7 Bargain-Basement Skyscrapers

Buildings that sold for $500 mil in 2007 may now be worth half that. And vultures are circling giddily in the air.

By Devin Leonard, New York, Sept 27 09

(L-R) 777 Third Avenue; 11 Times Square (Photo: Christopher Griffith ) ON A SWELTERING DAY at the tag end of summer, M. Myers Mermel, a 47-year-old former Morgan Stanley banker turned real-estate vulture investor, stands in his pin-striped suit outside an elegant white 23-story building at Madison Avenue and 61st Street. The place brings back fond memories. Mermel had the pleasure of flipping the tower above Barneys twice in the last six years as Manhattan property values soared. First, he bought it for $160 million in 2003 with the help of a wealthy Los Angeles family. Mermel filled the upper floors with hedge funds whose managers loved gazing at Central Park from their desks. “The hedge-fund guys were fairly price-insensitive,” he chuckles. Rents soared. Three years later, Mermel and his backers sold the building for $220 million to Broadway Partners. Mermel was certain that there was more money to be made here. So he kept a minority interest in the property. Sure enough, Mermel and Broadway Partners sold 660 Madison Avenue to Risanamento, an Italian real-estate firm, for $375 million in 2007. He got out just before the credit crunch hit. Since then, he has raised $50 million for a vulture fund. Now he plans to prey on competitors who weren’t so lucky. One of the properties that Mermel is circling is 660 Madison Avenue.

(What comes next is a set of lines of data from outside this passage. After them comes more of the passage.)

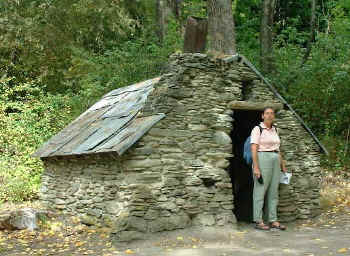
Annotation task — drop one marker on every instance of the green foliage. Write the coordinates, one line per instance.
(28, 117)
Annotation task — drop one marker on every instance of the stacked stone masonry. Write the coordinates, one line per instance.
(176, 174)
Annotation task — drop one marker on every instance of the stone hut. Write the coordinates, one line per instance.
(166, 153)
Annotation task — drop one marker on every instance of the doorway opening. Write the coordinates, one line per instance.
(240, 173)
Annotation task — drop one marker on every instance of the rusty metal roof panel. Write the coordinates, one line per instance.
(127, 137)
(105, 124)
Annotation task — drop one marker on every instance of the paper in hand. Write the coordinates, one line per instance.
(285, 177)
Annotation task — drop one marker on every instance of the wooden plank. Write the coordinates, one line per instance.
(252, 67)
(249, 105)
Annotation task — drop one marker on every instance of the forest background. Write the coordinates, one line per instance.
(58, 57)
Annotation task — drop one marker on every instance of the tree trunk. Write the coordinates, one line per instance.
(266, 27)
(221, 28)
(313, 32)
(165, 9)
(195, 34)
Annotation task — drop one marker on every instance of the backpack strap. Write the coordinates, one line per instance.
(263, 128)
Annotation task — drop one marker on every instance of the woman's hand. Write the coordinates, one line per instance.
(256, 171)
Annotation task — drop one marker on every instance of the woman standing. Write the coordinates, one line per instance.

Since the economy collapsed, Manhattan office-building prices have fallen as much as 50 percent. Mermel estimates that this one is now worth $143 million—considerably less than Risanamento’s $175 million mortgage. He is heartened by news that the Milan-based company is trying to unload the tower to stave off bankruptcy. It only improves his chances of picking it up again cheaply. One of the building’s engineers, a guy with a shaved head and an outer-borough accent, is leaving for lunch and notices Mermel on the sidewalk. “Hey, you coming back?” he asks.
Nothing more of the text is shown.